Elizabeth Taylor faria hoje 80 anos – Um tributo

O meu fascínio por Elizabeth Taylor começou no Blockbuster, num dia de inverno de 1998. Apercebi-me de que nunca tinha visto nenhum filme com ela, apenas a conhecia das capas de revistas devido à sua publicitada luta contra os preconceitos motivados pela SIDA, durante os anos 80. Sabia também que era famosa pelos seus olhos violeta.

Elizabeth taylor tributo

E assim, deparei-me com a cassete de Who’s Afraid of Virginia Woolf? na secção dos clássicos, decidindo alugá-la, uma vez que já ouvira falar do filme. Fiquei cativado desde o primeiro instante, quando ela entra com Richard Burton no apartamento e diz “what a dumppp!” Espantou-me aquele desempenho, e também o de Burton, e não me admirou que tivesse ganho o segundo Óscar da sua carreira no papel de ‘Martha’. No dia seguinte, já lá estava outra vez para alugar o Suddenly, Last Summer, em que ela desempenhava mais um grande papel. Vi também o Father of the Bride.

Esgotados os títulos no Blockbuster, comecei a procurar filmes com ela noutros videoclubes, mas não consegui encontrar mais nenhum, a não ser o Giant. Era ainda a época do VHS. Consegui, contudo, gravar mais quatro filmes dela no canal TCM, The Last Time I Saw Paris, BUtterfield 8, Cat on a Hot Tin Roof e The Comedians, tornando-me fã incondicional. Gravei todos estes filmes, à medida que os ia encontrando. Mais tarde, comprei a cassete de Cleopatra, na antiga Virgin Megastore, um achado. Outra, comprei-a em Lisboa: The Taming of the Shrew. Outra, encontrei-a em Bilbau, Ivanhoe, mas fiquei indignado por estar dobrado em espanhol…

O que me fascinou no trabalho dela foi, desde logo, a qualidade intemporal com que interpretava as personagens, em filmes bastante antigos. A ‘Maggie, the Cat’, por exemplo, parecia tão fulgurante como na altura em que surgiu no grande ecrã, em 1958, quando Taylor estava no auge.

Alguns anos depois, li uma biografia dela e vi um documentário. Realmente Liz Taylor sobreviveu a quase tudo. À morte de um dos maridos, a divórcios, a dois casamentos com Richard Burton, ao vício do álcool e dos comprimidos, a várias operações, a uma vida sentimental conturbada e até a vários filmes medíocres, durante a década de 70, quando a sua estrela começou a esmorecer. Mas Elizabeth Taylor parecia quase indestrutível, tornando-se numa das mais respeitadas figuras de Hollywood, uma lenda viva.
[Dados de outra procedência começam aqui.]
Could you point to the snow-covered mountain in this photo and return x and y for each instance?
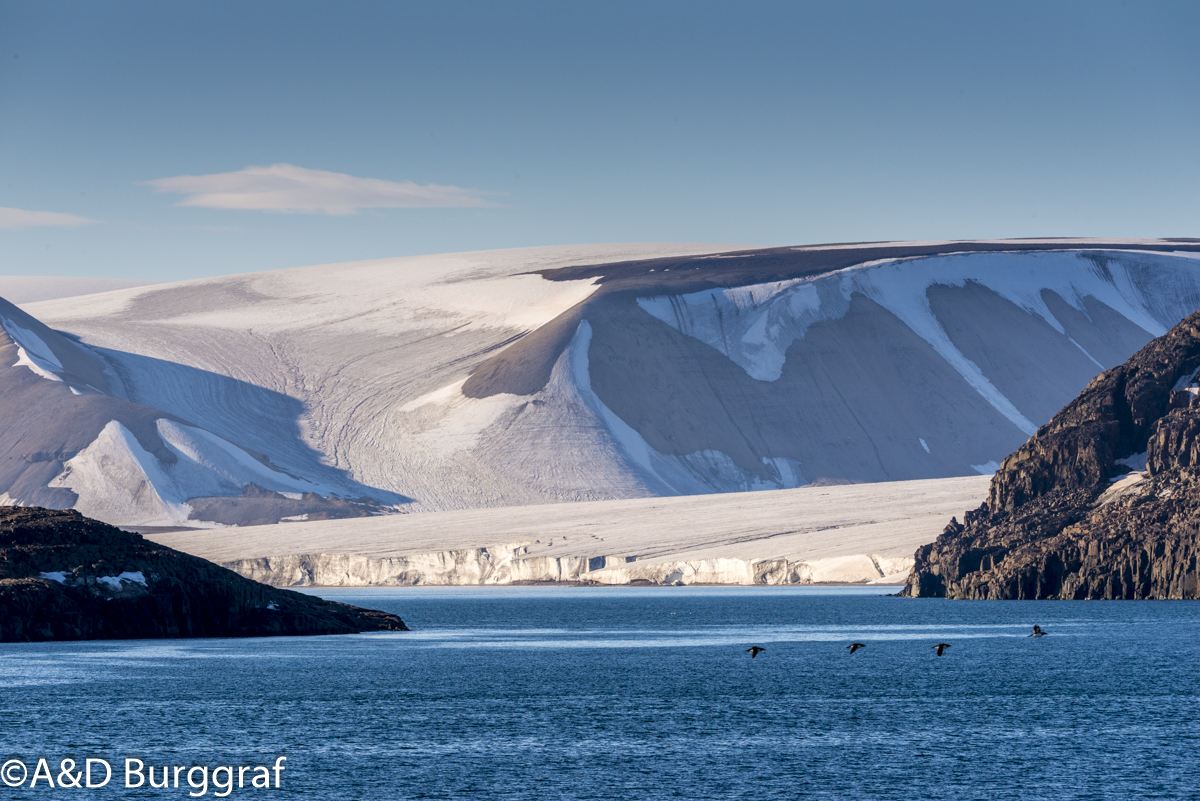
(567, 373)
E já restam poucas… 

Fiquei também a admirá-la pela maneira como salvou a vida do seu amigo Montgomery Clift: Foi a primeira a chegar ao local onde este sofrera um grave acidente de automóvel, depois de ter saído de uma festa em casa de Taylor. Foi ela que entrou para dentro do carro e arrancou os dentes de Clift que se tinham alojado na garganta, impedindo que o ator sufocasse. Foi também ela que procurou ajudar Clift a recompor a carreira, algo em que foi parcialmente bem-sucedida.

Com a chegada dos DVD colmatei algumas falhas e vi outros filmes como The Sandpiper, The VIP’s, Reflections in a Golden Eye, Ivanhoe, Secret Ceremony, A Place in the Sun e, em Janeiro passado, X, Y and Zee. Taylor também entrou em bastantes fiascos, mas, no seu auge, ultrapassou, em beleza e talento, a maioria das atrizes que conheço, senão todas.

Hoje, ao saber que desapareceu a lendária atriz dos olhos violeta, só me ocorre dizer, “the Queen is dead. Long live the Queen”.

David Furtado

23 de Março de 2011

Escrevi este texto no dia em que Elizabeth Taylor morreu. Hoje, dia em que a atriz completaria 80 anos, um fã não esquece.